Whilst doing a little storage vMotion using VMware this week, I got a little lesson in patience from VMware and thought that I would share my experiences to help a few others who are looking at doing storage migrations of larger VM's. My experiences are with VMware ESX 3.5 and Virtual Center 2.5. Not the most recent, I know, but we haven't had time yet to upgrade to vSphere 4.
The point of my migration was to get a particular vmdk off a slower set of disks and only a faster set of disks. Due to the fact that ESX 3.5 doesn't directly support moving only one vmdk at a time, I had to do a little dance to get the one vmdk that I wanted to move, moved. I had to move the virtual machine itself and ended up moving a couple of extra disks in order to to get it to move.
Near as I could figure, Storage vMotion (with ESX 3.5) has the following stipulations:
- The virtual machine files must move.
- The virtual machine files must move to a datastore that is large enough to hold the largest vmdk.
- Apparently, the host needs enough memory free as the size of memory allocated to the already-running virtual machine (during the move, memory usage spiked which caused all kinds of problems for me since this was a large virtual machine, but not really the point). I haven't verified this requirement yet, but that's what my initial thoughts are after seeing the behavior.
Seeing the migration options for vSphere 4, I wanted to cry on how difficult my life was made by these requirements, but that's another story. We'll be scheduling that upgrade shortly. :)
Anyway, I ran the Storage vMotion. At which point, I managed to bring the virtual machines on my host to a screeching halt, not knowing number 3 right off hand. After killing a few virtual machines and moving a few others away from this host, we were back under way.
Near the end of the Storage vMotion (at 90% to be specific), the interface stayed at the same percent for several minutes and I was greeted with this friendly error:
A general system error occurred: failed to reparent/commit disk(s) (vim.fault.Timedout)
Uh-oh. A quick Google serch found this VMware knowledgebase article.
Unfortunately, I missed the "Incorrectly" throws a timeout error message and panicked a bit. I started digging around in the destination and original datastores and found tons of "DMotion" files everywhere. While desperately looking for solutions around the web, my Virtual Center screen refreshed with the new datastores being associated with the disks and moved over. Yup, while I was freaking out, the whole thing just took care of itself.

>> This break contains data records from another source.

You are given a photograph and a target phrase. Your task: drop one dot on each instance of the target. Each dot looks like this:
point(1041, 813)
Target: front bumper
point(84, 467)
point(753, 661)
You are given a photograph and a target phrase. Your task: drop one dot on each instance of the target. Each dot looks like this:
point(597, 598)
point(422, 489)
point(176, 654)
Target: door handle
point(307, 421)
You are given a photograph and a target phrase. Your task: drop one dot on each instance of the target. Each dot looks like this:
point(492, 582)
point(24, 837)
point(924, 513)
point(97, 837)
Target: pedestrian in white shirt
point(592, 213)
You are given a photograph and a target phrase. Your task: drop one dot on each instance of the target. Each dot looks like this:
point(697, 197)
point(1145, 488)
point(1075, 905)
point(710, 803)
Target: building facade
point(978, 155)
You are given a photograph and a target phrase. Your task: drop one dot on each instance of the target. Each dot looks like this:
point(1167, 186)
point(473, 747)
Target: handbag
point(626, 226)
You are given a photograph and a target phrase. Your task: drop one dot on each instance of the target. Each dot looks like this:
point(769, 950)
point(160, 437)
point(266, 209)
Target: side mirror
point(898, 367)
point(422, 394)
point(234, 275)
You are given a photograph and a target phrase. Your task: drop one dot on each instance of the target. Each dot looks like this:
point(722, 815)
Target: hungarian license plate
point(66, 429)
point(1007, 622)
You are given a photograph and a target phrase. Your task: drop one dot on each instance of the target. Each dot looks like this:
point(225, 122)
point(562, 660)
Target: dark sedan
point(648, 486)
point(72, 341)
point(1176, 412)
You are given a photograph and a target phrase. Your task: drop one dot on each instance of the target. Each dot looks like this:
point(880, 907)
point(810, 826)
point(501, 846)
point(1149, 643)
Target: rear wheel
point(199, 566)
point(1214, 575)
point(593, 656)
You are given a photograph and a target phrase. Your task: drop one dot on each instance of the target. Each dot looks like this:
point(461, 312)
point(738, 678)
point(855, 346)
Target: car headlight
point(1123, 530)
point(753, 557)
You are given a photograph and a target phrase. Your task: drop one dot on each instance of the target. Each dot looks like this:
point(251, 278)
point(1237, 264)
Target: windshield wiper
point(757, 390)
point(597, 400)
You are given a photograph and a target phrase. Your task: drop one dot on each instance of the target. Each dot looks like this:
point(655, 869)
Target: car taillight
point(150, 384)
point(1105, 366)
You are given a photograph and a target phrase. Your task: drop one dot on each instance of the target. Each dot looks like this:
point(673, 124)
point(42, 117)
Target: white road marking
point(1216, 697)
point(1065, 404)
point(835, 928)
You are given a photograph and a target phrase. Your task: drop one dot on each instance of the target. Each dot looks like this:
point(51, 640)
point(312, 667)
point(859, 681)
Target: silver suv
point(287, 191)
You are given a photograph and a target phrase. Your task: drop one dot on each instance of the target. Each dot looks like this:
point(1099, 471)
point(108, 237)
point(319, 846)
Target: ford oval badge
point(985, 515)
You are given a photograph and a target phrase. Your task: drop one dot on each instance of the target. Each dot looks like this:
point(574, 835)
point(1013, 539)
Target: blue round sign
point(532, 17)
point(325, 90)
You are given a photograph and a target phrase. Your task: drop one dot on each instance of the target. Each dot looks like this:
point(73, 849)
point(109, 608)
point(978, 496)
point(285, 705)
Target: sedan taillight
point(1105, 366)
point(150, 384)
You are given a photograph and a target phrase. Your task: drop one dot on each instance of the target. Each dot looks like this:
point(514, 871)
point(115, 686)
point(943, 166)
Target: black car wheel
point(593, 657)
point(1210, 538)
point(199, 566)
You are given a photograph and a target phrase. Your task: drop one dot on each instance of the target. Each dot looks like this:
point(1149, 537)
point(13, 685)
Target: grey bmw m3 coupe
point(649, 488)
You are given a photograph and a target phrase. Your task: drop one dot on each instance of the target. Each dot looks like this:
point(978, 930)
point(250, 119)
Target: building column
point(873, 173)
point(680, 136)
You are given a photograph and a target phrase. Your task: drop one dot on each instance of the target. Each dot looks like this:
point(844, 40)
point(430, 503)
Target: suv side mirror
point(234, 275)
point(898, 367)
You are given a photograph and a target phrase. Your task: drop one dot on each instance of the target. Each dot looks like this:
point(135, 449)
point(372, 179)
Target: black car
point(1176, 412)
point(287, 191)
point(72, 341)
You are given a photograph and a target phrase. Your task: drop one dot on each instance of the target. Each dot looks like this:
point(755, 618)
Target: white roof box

Apparently, when working with Virtual Center, one must always have a bit of patience and remember to double-check timeouts inside Virtual Center with the ESX hosts directly. I suppose I should have known better as I've seen this kind of behavior while working with snapshots in the past. If you come across this post while searching for this error, take a few minutes to relax and let VMware do its thing in the background while Virtual Center shows stupid error.